04 Feb 11 Nestle invests R505m in new SA factories
In a huge thumbs up for SA’s food industry prospects, Nestlé this week turned the first sods of two new greenfield factories in Babalegi, near Pretoria. As the world’s biggest food group sharpens its focus on emerging markets, Nestlé is spending R505-million on a three-pronged expansion of its business in South Africa.
Half of the amount will be spent constructing a factory to make Milo and Cheerio cereals that have proved a hit with local consumers. Within a year of being launched two years ago, imports of both brands had cornered 10% of the South African cereal market, Nestlé South Africa spokesman Ravi Pillay said. “Demand has been so great (as to) justify setting up a factory,” he said.
The cereal factory, to be built on 16 000m² in Babelegi, Pretoria, at a cost of R244m, would employ 70 permanent staff and 100 workers indirectly in the construction phase. The site is adjacent to Nestlé’s Cremora factory, enabling shared services.
Another 160 permanent jobs and 200 construction jobs are expected at an adjacent Maggi factory, also under construction at a cost of R155m to produce noodles and other unspecified brand products.
Pillay would not disclose the full range of Maggi products, citing competitive reasons, “safe to say they will be within our strategy of popularly positioned products”, affordable in price and size.
The third leg of Nestlé’s South African investment involves R106m paid to acquire and upgrade Potchefstroom-based Specialised Protein Products and its soy creamer processing plant, from which the multinational food company now plans to produce “good-quality soya-based products”.
Regarding the nutritional content of the products in which Nestlé was investing, Pillay said that breakfast cereals in general contained between 3% and 10% of a person’s daily recommended sugar allowance.
“We provide a range of cereals with varying sugar content to meet consumers’ varied preferences and have reduced sugar content in recent years,” he said. Between 2003 and 2010, Nestlé worldwide had taken more than 7 000 tons of sugar out of its cereals.
Asked if this was an admission that Nestlé’s sugar content was too high, he said: “The mere fact we are making an attempt to reduce sugar content is in line with our multinational health and wellness platform – we are doing the right thing to help with kids’ nutrition.”

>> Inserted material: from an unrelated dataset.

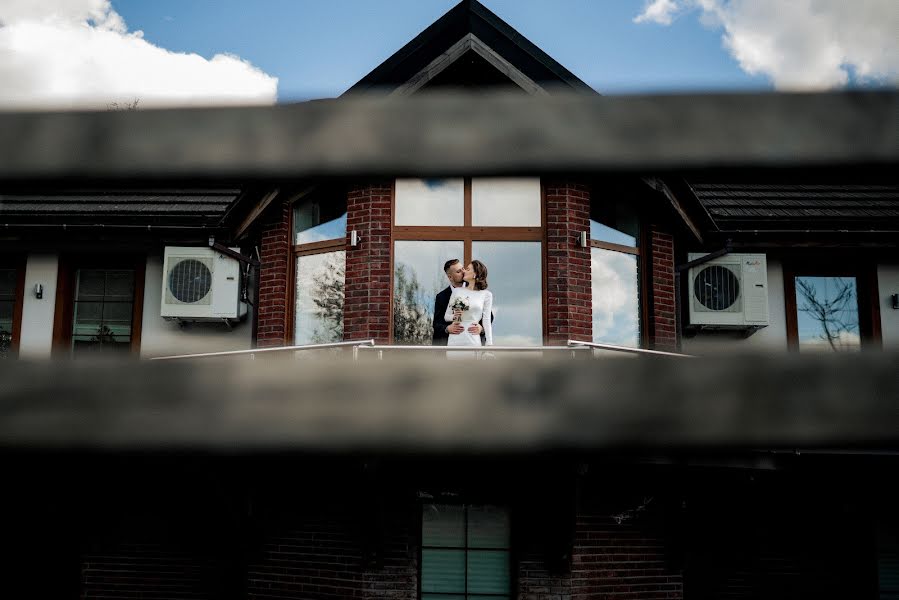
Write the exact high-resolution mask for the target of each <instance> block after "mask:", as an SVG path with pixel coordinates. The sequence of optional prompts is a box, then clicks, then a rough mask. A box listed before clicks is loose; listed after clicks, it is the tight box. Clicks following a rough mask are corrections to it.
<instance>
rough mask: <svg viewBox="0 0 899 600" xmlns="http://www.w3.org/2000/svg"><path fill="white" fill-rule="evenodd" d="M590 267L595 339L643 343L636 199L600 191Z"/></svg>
mask: <svg viewBox="0 0 899 600" xmlns="http://www.w3.org/2000/svg"><path fill="white" fill-rule="evenodd" d="M607 189H609V188H607ZM590 268H591V283H592V286H591V287H592V290H591V291H592V296H593V341H594V342H597V343H605V344H615V345H620V346H633V347H639V346H640V342H641V327H640V324H641V318H640V285H639V276H640V227H639V219H638V215H637V211H636V209H635V207H634V205H633V204H632V203H629V202H628V201H627V200H626V198H624V197H620V196H618V194H615V195H614V196H613V197H612V198H609V197H608V195H607V194H603V195H600V196H599V197H596V198H594V199H593V202H592V204H591V207H590Z"/></svg>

According to Pillay, Nestlé was actively encouraging local procurement across the entire supply chain, from agriculture to packaging, to create a market for local businesses and emerging farmers.
Caption: A ground-breaking event: (R-L) Sullivan O’Carroll, MD of Nestlé South Africa, Rudolph Baerfuss, Swiss Ambassador to SA, and Enoch Godo, SA’s National Deputy Minister for Economic Development.